FRACTURE REHABILITATION

After a fracture, physical therapy may be ordered to help ensure you return to optimum function as quickly as possible. You may encounter a physical therapist at different times after suffering a fracture.

Signs and symptoms:

• Pain with movement or immovable
• Soft tissue visible deformity
• Muscle spasms of surrounding tissue
• Swelling, bruising
• Reduced movement and range of motion of the joint

Your first visit with your physiotherapist will usually involve an evaluation and assessment. Your physiotherapist will likely take measurements of body
parts around the fracture site.

This might include measurements of:

• Range of motion
• Strength
• Pain
• Flexibility
• Girth or swelling
• Gait (for lower extremity fractures)
• Function

After the initial evaluation, your physical therapist can work with you to devise a treatment strategy to help you recover fully. Physical therapy after a fracture often focuses on overcoming the negative effects of being immobilized by a cast or sling. Immobilization may cause loss of motion and strength and decreased functional mobility.

Physiotherapy should start immediately after the fracture has been immobilized.
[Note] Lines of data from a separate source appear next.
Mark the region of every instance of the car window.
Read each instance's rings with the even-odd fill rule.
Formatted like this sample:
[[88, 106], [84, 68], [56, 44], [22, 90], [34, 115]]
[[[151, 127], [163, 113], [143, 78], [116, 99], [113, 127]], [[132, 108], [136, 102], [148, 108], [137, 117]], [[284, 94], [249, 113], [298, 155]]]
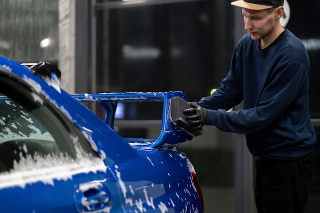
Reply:
[[0, 75], [0, 173], [73, 163], [85, 154], [79, 136], [59, 118], [37, 93]]

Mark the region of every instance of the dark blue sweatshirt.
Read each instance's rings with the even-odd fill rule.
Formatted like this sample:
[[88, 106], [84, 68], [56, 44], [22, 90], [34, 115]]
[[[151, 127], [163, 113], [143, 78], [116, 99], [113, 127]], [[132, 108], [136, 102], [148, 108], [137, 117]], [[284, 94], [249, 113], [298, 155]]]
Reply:
[[[244, 35], [220, 87], [197, 102], [209, 109], [207, 124], [245, 134], [258, 159], [302, 156], [316, 140], [309, 116], [308, 53], [287, 29], [273, 44], [261, 50], [258, 41]], [[243, 110], [226, 111], [242, 101]]]

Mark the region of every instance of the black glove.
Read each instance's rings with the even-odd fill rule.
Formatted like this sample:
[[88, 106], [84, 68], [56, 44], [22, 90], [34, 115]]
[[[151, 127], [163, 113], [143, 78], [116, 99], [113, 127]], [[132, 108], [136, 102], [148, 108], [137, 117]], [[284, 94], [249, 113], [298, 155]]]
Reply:
[[200, 128], [205, 124], [208, 110], [193, 102], [188, 103], [192, 108], [184, 110], [186, 120], [193, 127]]

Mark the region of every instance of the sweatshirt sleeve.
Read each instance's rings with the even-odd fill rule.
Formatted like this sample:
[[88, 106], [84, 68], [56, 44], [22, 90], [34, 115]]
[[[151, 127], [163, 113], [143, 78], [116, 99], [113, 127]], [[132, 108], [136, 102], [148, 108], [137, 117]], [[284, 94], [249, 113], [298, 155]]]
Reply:
[[308, 79], [303, 64], [287, 64], [274, 72], [270, 78], [253, 108], [231, 112], [226, 112], [225, 109], [212, 109], [208, 103], [209, 100], [213, 102], [217, 99], [214, 95], [199, 101], [200, 105], [209, 107], [207, 124], [216, 125], [222, 131], [252, 134], [266, 127], [280, 116], [292, 116], [294, 115], [289, 114], [290, 112], [298, 113], [304, 111], [308, 98], [306, 94]]

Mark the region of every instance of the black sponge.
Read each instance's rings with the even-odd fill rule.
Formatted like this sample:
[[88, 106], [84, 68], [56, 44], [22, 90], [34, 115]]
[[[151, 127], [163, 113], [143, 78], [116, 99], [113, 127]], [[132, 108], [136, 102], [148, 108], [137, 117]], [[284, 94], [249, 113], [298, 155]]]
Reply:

Physiotherapy during fracture healing will concentrate on:

• Relieve pain
• Improve range of motion and mobility
• Strengthen surround tissue and muscle
• Promoting healing
• Encouraging weight bearing
• Maintaining strength of weakened muscles
• Maintaining range of movement of the affected and surrounding joints
• Reducing pain
• Reducing swelling

After your fracture has healed and/or your cast has been removed physiotherapy is continued until you have regained your full level of function.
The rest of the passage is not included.